The plan, which has caused contention with neighbors, was to transform the site into affordable housing for an estimated $15.5 million.
Last week the Mayor’s Office of Housing and Community Development (MOHCD) finally went ahead and issued an invitation (“request for qualifications,” or RFQ) for affordable housing developers to submit proposals to the city.
Now the city will task the selected party with the job of creating housing at the 730 Stanyan site, then award the developer a ground lease for the finished structure.
The RFQ also includes more details on what the new building at this prime location—at the foot of the main Haight-Ashbury drag and across the street from Golden Gate Park—will entail:
- The final project will feature “a minimum of 120 units with ground-floor commercial use serving the surrounding neighborhood.”
- Since the city promised affordable housing on this site, maximum rents will be restricted to a maximum average income of “60 percent unadjusted San Francisco area median income” (AMI).

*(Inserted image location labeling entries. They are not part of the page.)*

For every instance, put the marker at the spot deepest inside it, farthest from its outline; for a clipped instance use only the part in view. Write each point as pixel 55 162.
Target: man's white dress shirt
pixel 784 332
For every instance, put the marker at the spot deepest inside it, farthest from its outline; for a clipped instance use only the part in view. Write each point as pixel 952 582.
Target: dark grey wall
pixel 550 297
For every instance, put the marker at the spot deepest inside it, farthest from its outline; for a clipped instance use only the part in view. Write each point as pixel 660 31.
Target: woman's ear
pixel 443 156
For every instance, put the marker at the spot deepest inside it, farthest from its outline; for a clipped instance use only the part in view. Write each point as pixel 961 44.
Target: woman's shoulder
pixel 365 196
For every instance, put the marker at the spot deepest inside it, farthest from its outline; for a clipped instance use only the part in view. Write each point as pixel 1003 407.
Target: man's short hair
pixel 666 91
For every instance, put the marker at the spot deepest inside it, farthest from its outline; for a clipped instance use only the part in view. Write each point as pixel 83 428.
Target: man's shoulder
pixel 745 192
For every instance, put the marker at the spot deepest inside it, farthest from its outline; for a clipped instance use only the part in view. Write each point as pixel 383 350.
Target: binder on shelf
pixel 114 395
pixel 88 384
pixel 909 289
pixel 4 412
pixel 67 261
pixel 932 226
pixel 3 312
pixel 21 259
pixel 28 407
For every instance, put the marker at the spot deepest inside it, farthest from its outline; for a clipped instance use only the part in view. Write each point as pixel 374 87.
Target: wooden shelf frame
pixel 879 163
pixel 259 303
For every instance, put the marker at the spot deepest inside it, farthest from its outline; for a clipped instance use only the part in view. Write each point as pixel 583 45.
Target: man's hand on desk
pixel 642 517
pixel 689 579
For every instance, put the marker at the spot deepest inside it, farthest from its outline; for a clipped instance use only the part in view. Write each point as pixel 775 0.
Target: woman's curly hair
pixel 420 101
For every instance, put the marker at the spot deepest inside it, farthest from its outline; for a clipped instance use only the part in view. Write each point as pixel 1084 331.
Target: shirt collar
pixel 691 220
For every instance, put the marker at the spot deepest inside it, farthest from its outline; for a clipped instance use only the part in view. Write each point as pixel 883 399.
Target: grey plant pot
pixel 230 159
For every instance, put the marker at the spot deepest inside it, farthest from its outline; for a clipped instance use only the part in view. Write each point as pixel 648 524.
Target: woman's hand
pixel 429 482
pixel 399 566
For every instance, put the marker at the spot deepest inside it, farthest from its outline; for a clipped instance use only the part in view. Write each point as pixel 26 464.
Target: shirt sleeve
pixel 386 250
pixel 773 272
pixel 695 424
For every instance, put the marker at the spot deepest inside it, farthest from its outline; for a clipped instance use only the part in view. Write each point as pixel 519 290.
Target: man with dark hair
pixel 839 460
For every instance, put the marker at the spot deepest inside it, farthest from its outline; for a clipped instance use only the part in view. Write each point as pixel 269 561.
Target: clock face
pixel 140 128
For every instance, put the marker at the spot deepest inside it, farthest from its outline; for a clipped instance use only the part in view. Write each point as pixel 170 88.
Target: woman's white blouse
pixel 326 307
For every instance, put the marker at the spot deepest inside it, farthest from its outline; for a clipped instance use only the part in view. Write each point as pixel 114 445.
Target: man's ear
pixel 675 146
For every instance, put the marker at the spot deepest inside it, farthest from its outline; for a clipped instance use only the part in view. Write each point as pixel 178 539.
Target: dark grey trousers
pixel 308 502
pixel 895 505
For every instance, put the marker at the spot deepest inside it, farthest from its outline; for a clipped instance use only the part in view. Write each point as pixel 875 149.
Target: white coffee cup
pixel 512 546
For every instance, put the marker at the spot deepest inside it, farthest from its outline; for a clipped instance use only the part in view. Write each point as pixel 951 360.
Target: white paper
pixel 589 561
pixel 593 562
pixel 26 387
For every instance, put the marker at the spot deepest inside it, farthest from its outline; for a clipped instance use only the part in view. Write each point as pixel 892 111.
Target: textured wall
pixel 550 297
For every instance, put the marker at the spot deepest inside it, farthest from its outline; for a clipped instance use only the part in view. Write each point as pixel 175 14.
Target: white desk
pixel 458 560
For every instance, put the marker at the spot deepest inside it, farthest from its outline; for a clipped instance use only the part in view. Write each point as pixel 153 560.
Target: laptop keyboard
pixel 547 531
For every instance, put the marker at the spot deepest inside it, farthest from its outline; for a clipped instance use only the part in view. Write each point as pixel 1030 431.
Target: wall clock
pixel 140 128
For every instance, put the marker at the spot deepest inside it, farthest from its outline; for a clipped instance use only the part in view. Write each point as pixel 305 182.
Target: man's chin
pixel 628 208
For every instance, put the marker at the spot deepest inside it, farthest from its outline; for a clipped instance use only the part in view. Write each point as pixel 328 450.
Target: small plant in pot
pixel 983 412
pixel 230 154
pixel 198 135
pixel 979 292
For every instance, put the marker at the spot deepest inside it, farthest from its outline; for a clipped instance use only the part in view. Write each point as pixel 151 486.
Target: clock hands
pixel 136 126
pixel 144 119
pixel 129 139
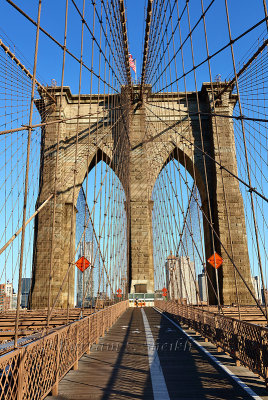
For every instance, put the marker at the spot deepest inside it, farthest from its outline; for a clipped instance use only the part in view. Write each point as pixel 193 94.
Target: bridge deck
pixel 118 367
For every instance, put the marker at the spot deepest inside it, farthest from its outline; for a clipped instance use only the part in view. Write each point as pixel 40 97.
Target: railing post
pixel 236 350
pixel 55 387
pixel 75 366
pixel 21 374
pixel 89 337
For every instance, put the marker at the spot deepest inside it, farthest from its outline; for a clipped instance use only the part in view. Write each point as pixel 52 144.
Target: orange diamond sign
pixel 82 264
pixel 215 260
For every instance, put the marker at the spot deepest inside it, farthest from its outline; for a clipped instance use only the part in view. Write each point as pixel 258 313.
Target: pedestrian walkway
pixel 144 356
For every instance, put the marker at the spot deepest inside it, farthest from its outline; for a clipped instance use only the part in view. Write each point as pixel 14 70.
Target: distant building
pixel 180 279
pixel 25 290
pixel 6 291
pixel 264 293
pixel 88 278
pixel 202 285
pixel 14 301
pixel 256 282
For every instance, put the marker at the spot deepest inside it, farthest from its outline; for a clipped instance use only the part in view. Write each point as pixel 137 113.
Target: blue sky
pixel 21 38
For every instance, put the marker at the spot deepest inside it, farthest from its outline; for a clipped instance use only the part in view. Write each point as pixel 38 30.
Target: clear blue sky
pixel 243 15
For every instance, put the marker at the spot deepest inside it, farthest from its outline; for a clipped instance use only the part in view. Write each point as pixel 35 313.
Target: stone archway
pixel 157 127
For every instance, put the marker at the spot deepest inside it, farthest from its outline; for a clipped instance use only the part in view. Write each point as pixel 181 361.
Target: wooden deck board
pixel 117 368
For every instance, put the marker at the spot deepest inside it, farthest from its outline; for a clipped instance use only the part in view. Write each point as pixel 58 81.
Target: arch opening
pixel 178 233
pixel 101 236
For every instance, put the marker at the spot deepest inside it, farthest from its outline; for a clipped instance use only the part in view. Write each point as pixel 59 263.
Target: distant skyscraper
pixel 257 287
pixel 180 278
pixel 88 278
pixel 25 290
pixel 202 286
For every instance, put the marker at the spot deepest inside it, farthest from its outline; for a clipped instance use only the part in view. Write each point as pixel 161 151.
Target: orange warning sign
pixel 82 264
pixel 164 291
pixel 215 260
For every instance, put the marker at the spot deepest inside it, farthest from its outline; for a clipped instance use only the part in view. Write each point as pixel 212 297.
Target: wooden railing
pixel 34 370
pixel 247 343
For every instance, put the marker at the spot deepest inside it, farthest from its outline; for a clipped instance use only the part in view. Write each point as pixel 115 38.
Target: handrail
pixel 35 369
pixel 247 343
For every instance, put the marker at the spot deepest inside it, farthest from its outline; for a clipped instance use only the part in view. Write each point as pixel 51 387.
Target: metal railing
pixel 34 370
pixel 245 342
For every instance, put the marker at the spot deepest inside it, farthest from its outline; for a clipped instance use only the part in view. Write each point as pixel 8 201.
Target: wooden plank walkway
pixel 118 367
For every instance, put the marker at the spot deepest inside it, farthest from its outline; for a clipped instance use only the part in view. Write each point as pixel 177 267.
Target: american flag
pixel 131 63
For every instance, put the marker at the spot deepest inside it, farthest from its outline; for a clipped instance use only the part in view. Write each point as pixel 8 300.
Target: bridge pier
pixel 158 129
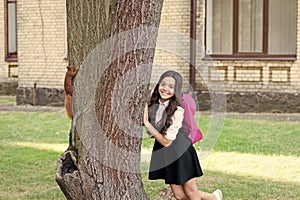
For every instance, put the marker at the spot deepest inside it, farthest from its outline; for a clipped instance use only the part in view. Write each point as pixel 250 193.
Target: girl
pixel 174 158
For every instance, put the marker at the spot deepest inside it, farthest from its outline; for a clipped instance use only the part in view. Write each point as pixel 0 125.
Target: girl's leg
pixel 178 192
pixel 192 192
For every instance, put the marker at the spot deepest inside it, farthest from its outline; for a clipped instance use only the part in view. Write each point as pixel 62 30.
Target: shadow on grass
pixel 28 173
pixel 234 187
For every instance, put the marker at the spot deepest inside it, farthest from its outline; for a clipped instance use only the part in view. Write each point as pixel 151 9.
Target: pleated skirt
pixel 177 163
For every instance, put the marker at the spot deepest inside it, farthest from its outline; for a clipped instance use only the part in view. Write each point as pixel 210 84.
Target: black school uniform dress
pixel 177 163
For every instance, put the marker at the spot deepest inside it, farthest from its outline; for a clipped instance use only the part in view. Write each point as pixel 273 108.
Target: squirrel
pixel 69 88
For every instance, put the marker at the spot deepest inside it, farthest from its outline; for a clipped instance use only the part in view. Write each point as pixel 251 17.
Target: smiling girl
pixel 174 158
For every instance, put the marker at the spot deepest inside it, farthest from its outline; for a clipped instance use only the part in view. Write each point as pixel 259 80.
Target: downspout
pixel 193 19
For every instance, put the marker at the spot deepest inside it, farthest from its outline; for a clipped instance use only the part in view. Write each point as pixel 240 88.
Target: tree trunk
pixel 112 43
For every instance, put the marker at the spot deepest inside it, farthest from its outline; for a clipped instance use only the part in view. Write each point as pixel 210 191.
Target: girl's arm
pixel 162 139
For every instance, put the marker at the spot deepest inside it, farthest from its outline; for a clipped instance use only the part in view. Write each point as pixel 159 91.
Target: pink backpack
pixel 189 123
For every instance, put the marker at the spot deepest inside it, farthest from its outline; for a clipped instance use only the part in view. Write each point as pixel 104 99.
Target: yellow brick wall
pixel 3 65
pixel 250 76
pixel 42 47
pixel 173 40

In April of this year, AMI for one person was $86,200. For a family of four, that figure came to $123,150.
- The specs call for one-, two-, and three-bedroom units.
- Reserve at least 40 units or 25 percent of the total are reserved for homeless families, “subsidized by the City’s Local Operating Subsidy Program.”
- The commercial space should emphasize “specific programming determined through a comprehensive community outreach process and financial/market analysis,” and the developer should “conduct community outreach to engender support for the project.”
- “Commence construction on the project as soon as possible.” City Hall recommends invoking laws like SB 35, a 2017 law that demands California cities build more housing, or the local or state Density Bonus Program, which offers incentives to increase affordable housing, to speed up the timeline.
The deadline for submission is October 18. The city will pick a developer on November 29.
In May of 2018, the city floated suggestions for potential temporary uses of the abandoned site. But the RFQ notes “given the potential to accelerate the construction of affordable housing, and shorten the interim period, the RFP process was put on hold.” Demolition of the existing building was rumored for that summer, but the structure still stood one year later.
Once the city settles on a developer, both parties will explore possible interim uses for the shuttered site.